I’m ahead of my query goals for the week. I have two queries out, one essay, and two letters of intro. Wait, no three queries (one from last week). I have questions/calls out to three sources (I really need more open adoption expert sources — most of them have not returned calls/emails). Umm, what else? (Scratching my head.) I have two more books coming from my editor to do this weekend-ish. (She’s flexible about deadlines.) I still need to track down what happened to my invoice for another article. I also set up a database of market info and story ideas, which I’ve been meaning to do for awhile.
I haven’t gotten anywhere on my sample chapter (must examine my inability to get this done because it’s more than just not having time, clearly).
Ok, so tomorrow I have childcare again for two hours in the morning and I need to think of what to do with it. I will:
1. Reach out to one of the sources again;
2. Outline my sample chapter (again) if I can’t get that interview done;
3. Clean out this little work area.
If the source is available that’ll eat up most of my time.


Ditto on the wrung out.
I have the same issue. I write like crazy, but certain things, the “must do” sort, often get set aside.

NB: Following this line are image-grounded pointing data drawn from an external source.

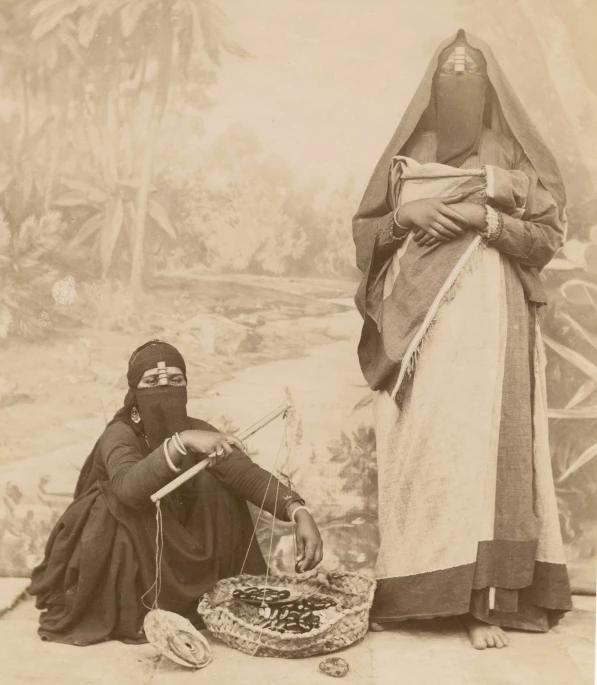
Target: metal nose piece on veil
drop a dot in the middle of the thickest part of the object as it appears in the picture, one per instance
(162, 374)
(459, 59)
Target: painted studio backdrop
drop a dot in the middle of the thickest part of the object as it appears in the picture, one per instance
(188, 170)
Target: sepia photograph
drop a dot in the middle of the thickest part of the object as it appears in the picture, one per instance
(298, 342)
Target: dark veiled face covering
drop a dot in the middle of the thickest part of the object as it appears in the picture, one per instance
(163, 412)
(460, 87)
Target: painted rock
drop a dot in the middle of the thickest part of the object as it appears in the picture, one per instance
(335, 667)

I think it has to do with self confidence.
When the idea is in my head, I KNOW I can make it great, but once I actually write it, it will always be less than I want it to be.
My art is like that too. Other people will tell me “It’s a great painting!” But for me, it’s not as good as the vision in my mind.
Then of course, I hit that wall, where if I paint or edit) any more, it just gets worse, instead of bettter. So I stop, not feeling like it’s done to my satisfaction, but as done as I can do it.